Published in final edited form as: Ann Behav Med. 2015 Oct;49(5):762–768. doi: 10.1007/s12160-015-9692-5

Baseline attitudes about prostate cancer screening moderate the impact of decision aids on screening rates

Amy J Starosta 1, George Luta 1, Catherine A Tomko 1, Marc D Schwartz 1, Kathryn L Taylor 1
PMCID: PMC4959888  NIHMSID: NIHMS668504  PMID: 25724634

Abstract

Background

The impact of decision aids on prostate cancer screening outcomes has been inconsistent.

Purpose

We assessed whether pre-existing attitudes moderated the impact of decision aids on screening.

Methods

Men aged 45–70 (56.2% Caucasian; 39.9% African-American) were randomly assigned to a Print decision aid (N=630), a Web decision aid (N=631), or Usual Care (N=632). Telephone interviews assessed Pro/Con screening attitudes and screening behaviors at baseline, one-month, and 13-months post-randomization.

Results

Logistic regression analyses revealed significant arm by attitude interactions: higher baseline Cons scores predicted lower screening in the Print (OR=0.60 (95%CI: 0.40, 0.92)) and Web (OR=0.61 (95%CI: 0.40, 0.91)) arms, but not in usual care (OR=1.34 (95% CI: 0.90, 2.00)).

Conclusions

The decision aids amplified the impact of men’s baseline attitudes about limitations of screening: compared to the usual care arm, men in both decision aid arms were less likely to be screened when they perceived more limitations of screening.

Keywords: prostate cancer, patient decision aids, prostate cancer screening, decision making


Prostate cancer is the second leading cause of male cancer death [1]. Although prostate cancer screening is widespread, there is no conclusive evidence that it reduces prostate cancer mortality [2]. In fact, there are concerns that prostate cancer screening may lead to over diagnosis, resulting in unnecessary treatment and associated morbidity [3]. The mixed evidence about the benefits of screening and concerns about harm led the U.S. Preventive Services Task Force to recommend against routinely screening all men for prostate cancer.
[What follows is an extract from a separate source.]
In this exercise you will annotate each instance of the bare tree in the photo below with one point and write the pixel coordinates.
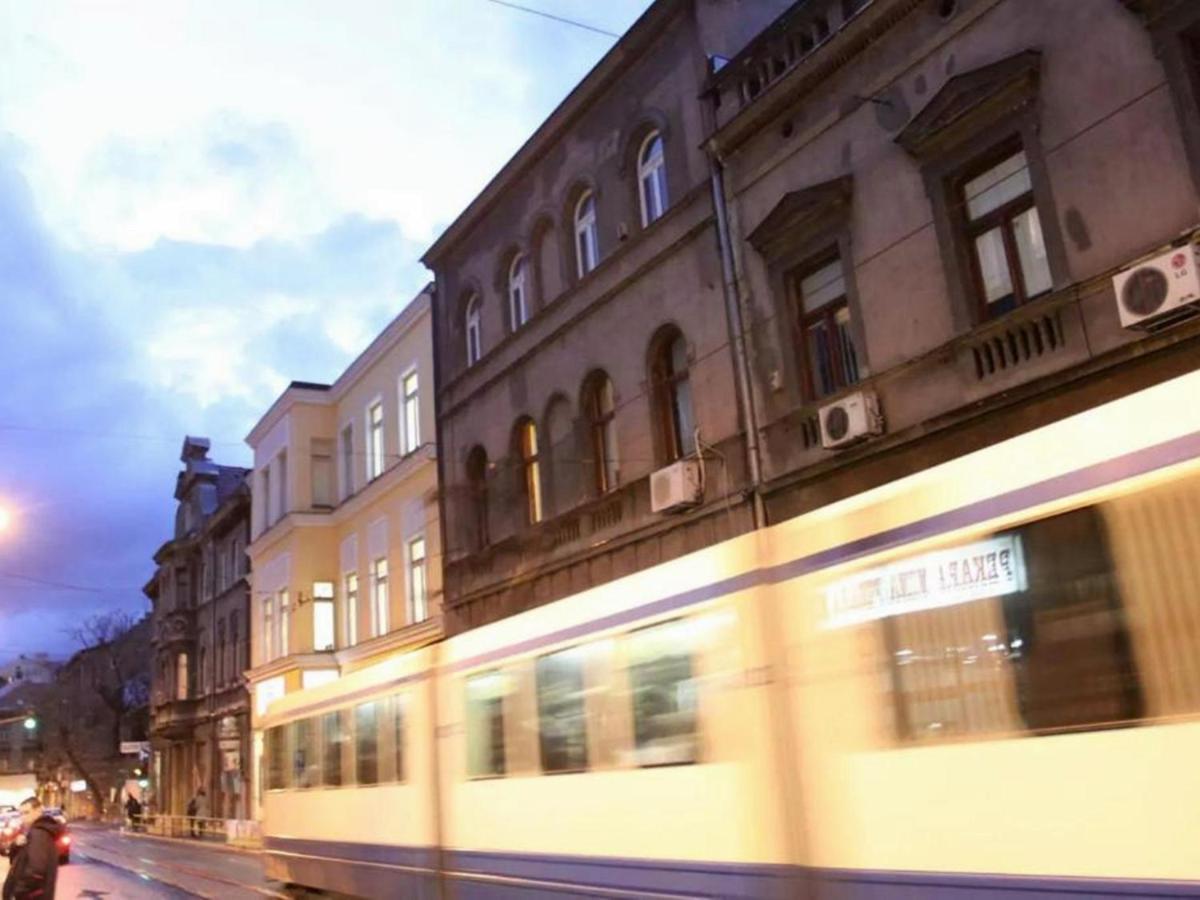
(108, 669)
Instead, the Task Force promotes informed and shared decision making based on each individual’s values and preferences [4]. Unfortunately, many men are unaware of the controversy surrounding screening [5,6]. One way to promote informed decision making about screening is by offering decision aids. Decision aids are tools that provide information about a condition and the possible benefits, harms, and uncertainties about potential options. Several randomized controlled trials have evaluated decision aids for prostate cancer screening, typically among primary care patients. Findings have been mixed regarding the impact of decision aids on men’s screening rates, with some studies finding reduced screening [7], no change [8,9], or increased screening [10].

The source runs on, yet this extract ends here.